Las falsas rosas de los vientos, rosas radiales, de seis o de ocho puntas, y los jarrones con flores son los elementos más repetidos en la decoración de los tambores que usan los sonadors de las Pitiusas. Son motivos que a menudo también pueden encontrarse en otros objetos como cajas o ruecas. Pero no son exclusivos de los tambores de las islas, según destaca el experto en cultura popular Toni Manonelles, que desmitifica supuestas singularidades de los instrumentos propios del folclore pitiuso y asegura que estos motivos decorativos también pueden encontrarse «en Centroeuropa, Escandinavia y en todas partes».

Al igual que el propio tambor, que, dejando a un lado teorías más románticas y menos lógicas, llegó a las islas desde el Norte y con la conquista catalana. La única particularidad que podría atribuirse a un elemento hoy tan característico del folclore ibicenco es que, si bien en otras latitudes se usan otras maderas, el auténtico tambor pitiuso, su cuerpo, es habitualmente de pino Pinus halepensis, probablemente por ser la materia prima más fácil de hallar.

Paciencia y habilidad

Paciencia y habilidadY se construye, según el método tradicional, vaciando el pedazo de tronco escogido, lo que requiere paciencia y habilidad para que no se rompa. «Haces el tambor demasiado grueso y pierdes vacío para sonar y tienes un espacio perdido; en cambio, si lo haces demasiado delgado, se rompe y se deforma, por lo que tienes que buscar justo el límite entre una cosa y la otra con el fin de optimizar el proceso de fabricación y, naturalmente, el sonido». Así sintetizaba Manonelles la cuestión primordial de la construcción en las V Jornades de Cultura Popular pitiusas, organizadas por la Federació de Colles de Ball i Cultura Popular pitiusa. Los tambores mallorquines, sin embargo, no están hechos de una sola pieza (excepto los más antiguos) sino de una chapa de madera de almez (lledoner), mucho más flexible que el pino.

Además, cada sonador solía fabricarse su propio tambor, a diferencia de lo que ocurre con las flautas, que requieren una mayor especialización. «La gente tenía bastante maña y era más partidaria de fabricar aquello que podía hacer ella misma antes que comprarlo», resalta el experto. A pesar de su relativa sencillez, un tambor es mucho más que un trozo de tronco vaciado y cubierto con una piel, ya que tiene al menos otros siete elementos imprescindibles para definir su sonido, como el brunyidor, la clàvia, el vergueró o els estrenyedors y cordelles. Y todos requieren cierta pericia y materiales diversos, entre los que habitualmente se incluían el cáñamo, la adelfa o la pitrera (se empezó a utilizar cuando esta planta, Agave americana, se introdujo en las islas). Y se usaba cal, a menudo con ceniza, para preparar las pieles.
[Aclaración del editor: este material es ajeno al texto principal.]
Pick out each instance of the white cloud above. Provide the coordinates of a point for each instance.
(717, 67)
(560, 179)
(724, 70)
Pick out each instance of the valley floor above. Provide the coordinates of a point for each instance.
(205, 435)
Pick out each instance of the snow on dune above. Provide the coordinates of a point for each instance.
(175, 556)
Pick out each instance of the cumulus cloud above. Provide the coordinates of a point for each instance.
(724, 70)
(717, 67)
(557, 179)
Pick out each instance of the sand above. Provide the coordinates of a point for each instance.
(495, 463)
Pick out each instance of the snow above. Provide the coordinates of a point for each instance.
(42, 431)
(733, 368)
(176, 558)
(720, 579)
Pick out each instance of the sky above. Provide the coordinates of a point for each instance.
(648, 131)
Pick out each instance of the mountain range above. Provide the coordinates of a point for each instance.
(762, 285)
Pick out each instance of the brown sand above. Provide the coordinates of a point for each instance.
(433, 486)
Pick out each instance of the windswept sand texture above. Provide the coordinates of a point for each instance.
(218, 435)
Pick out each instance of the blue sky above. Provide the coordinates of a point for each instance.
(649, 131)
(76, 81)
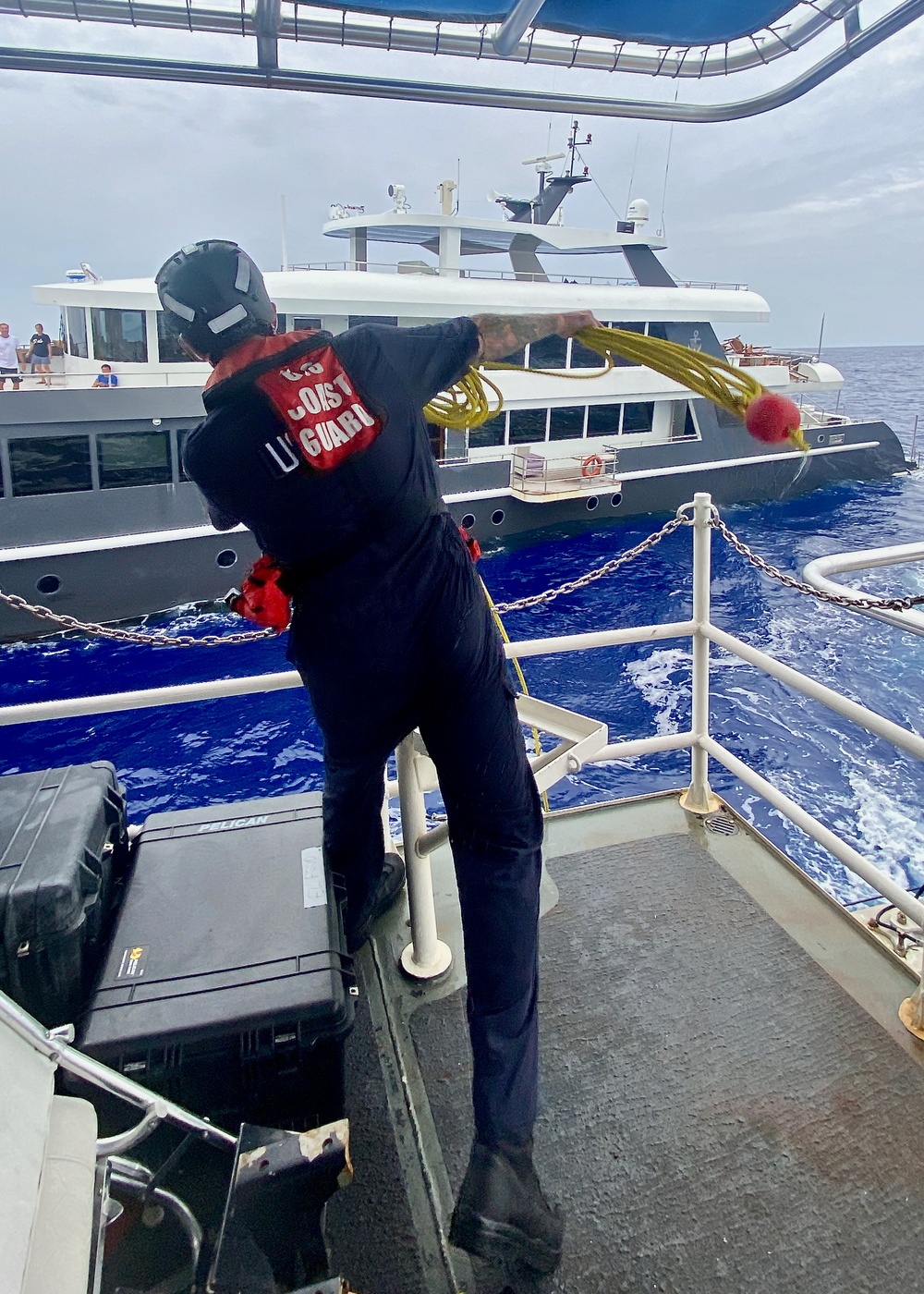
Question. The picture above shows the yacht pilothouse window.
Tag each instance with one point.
(490, 433)
(75, 319)
(119, 336)
(567, 423)
(527, 424)
(49, 465)
(167, 343)
(637, 417)
(133, 458)
(604, 420)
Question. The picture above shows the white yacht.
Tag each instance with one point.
(97, 519)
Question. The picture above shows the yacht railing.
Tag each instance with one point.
(535, 474)
(581, 741)
(818, 572)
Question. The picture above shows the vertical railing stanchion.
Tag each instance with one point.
(699, 799)
(426, 957)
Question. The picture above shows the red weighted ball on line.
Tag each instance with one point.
(772, 418)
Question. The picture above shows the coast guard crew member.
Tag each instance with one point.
(317, 444)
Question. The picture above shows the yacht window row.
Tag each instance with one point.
(120, 336)
(114, 459)
(58, 465)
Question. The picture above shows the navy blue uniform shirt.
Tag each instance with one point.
(378, 498)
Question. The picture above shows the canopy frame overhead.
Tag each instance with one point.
(514, 41)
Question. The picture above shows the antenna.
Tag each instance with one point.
(574, 146)
(543, 165)
(632, 174)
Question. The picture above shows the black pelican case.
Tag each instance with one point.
(226, 986)
(62, 856)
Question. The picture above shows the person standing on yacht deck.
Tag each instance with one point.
(390, 631)
(9, 360)
(41, 355)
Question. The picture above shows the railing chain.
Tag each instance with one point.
(800, 586)
(582, 581)
(537, 599)
(132, 636)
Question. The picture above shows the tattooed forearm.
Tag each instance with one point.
(505, 334)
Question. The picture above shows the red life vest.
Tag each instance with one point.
(261, 597)
(309, 390)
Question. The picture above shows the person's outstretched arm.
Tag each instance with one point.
(506, 334)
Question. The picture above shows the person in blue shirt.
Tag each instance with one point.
(317, 444)
(105, 377)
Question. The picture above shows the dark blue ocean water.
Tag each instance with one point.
(857, 785)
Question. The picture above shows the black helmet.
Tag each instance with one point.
(213, 295)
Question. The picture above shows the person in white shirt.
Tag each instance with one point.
(9, 360)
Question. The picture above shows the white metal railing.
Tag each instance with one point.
(581, 741)
(818, 572)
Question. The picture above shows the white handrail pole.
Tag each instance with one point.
(699, 798)
(426, 957)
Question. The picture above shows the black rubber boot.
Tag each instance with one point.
(501, 1213)
(377, 905)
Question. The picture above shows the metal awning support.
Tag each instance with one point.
(270, 25)
(267, 22)
(514, 26)
(457, 41)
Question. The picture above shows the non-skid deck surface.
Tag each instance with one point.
(368, 1227)
(720, 1116)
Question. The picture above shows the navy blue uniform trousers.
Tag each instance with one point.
(388, 646)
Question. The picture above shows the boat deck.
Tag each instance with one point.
(729, 1099)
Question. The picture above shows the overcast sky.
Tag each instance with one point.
(817, 206)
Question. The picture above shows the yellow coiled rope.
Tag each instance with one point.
(466, 405)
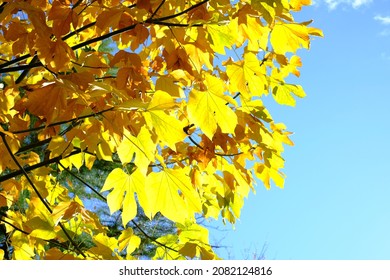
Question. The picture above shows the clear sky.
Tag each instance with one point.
(336, 200)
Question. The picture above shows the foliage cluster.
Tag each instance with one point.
(174, 108)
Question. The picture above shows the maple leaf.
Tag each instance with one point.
(171, 194)
(208, 110)
(160, 100)
(123, 188)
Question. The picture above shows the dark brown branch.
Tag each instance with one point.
(15, 227)
(179, 14)
(97, 39)
(217, 154)
(82, 181)
(38, 165)
(158, 8)
(39, 194)
(62, 122)
(105, 200)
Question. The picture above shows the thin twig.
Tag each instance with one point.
(39, 194)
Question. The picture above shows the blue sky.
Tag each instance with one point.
(336, 200)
Un tambor es un instrumento que suele tener unos veinte centímetros de diámetro y es inseparable de la flauta cuando lo usan los sonadors, tradicionalmente hombres, aunque suena solo si lo utiliza un cantador. Es una pieza muy asociada al folclore de las islas a pesar de que su uso, en construcciones muy similares, está muy extendido en la Península y el resto de Europa.
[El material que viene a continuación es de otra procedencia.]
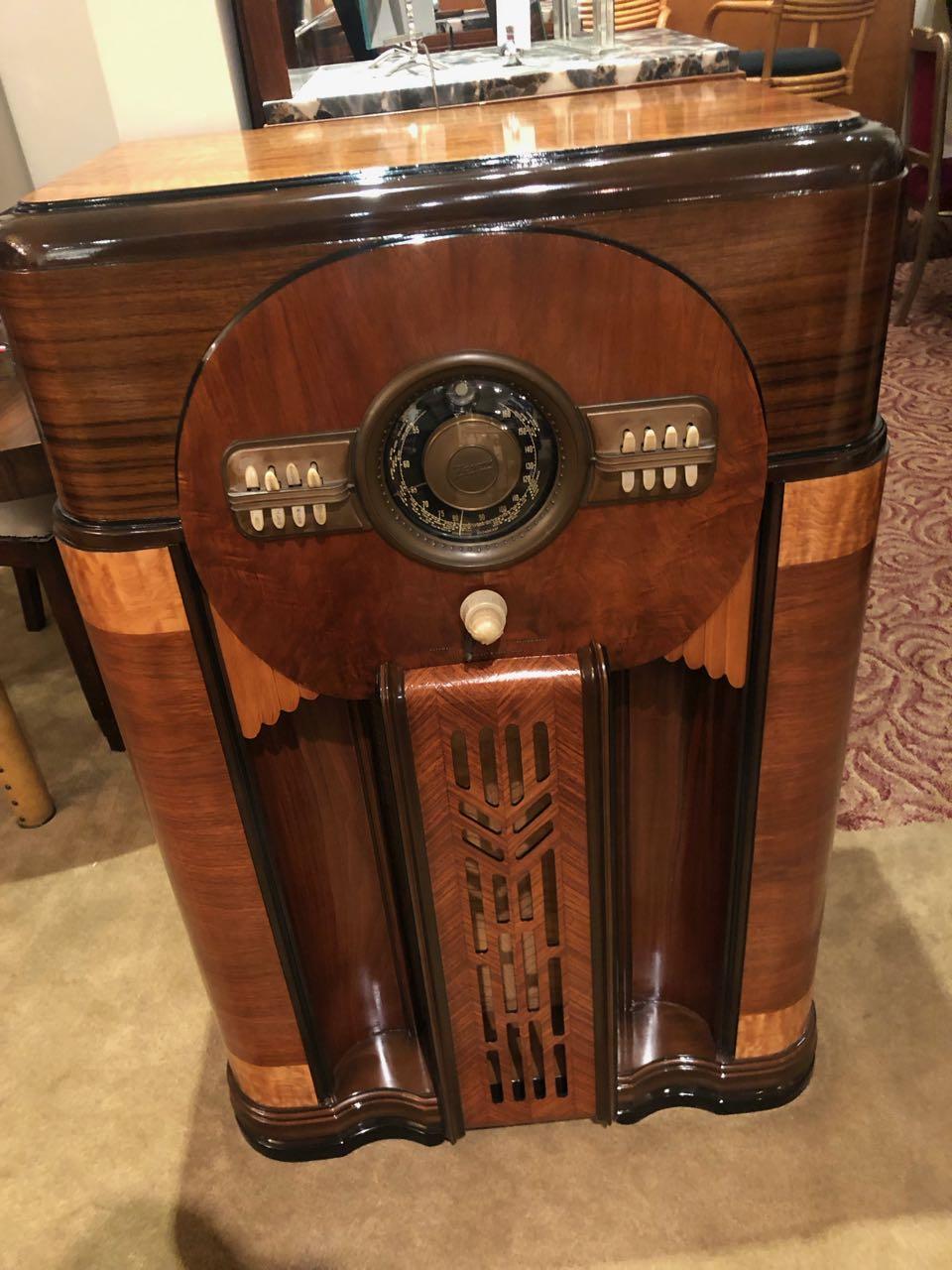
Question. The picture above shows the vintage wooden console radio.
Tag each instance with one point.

En la actualidad, los tambores han evolucionado a otro tipo de decoración, más allá de los elementales motivos vegetales y geométricos, con tonalidades únicas, que se pintaban en los instrumentos más antiguos, igual que tornos y brocas sustituyeron a gubias y otras herramientas para el vaciado del tronco. A finales del siglo XIX ya se usaban algunas calcomanías y empezaron a decorarse instrumentos con recortes de madera con los que se hacían ya dibujos grabados. También a finales del XIX se usaron ya latas, láminas de acero recicladas de recipientes de bebida, que, dispuestas alrededor de la madera, le dan, según destaca Toni Manonelles, un acabado especial.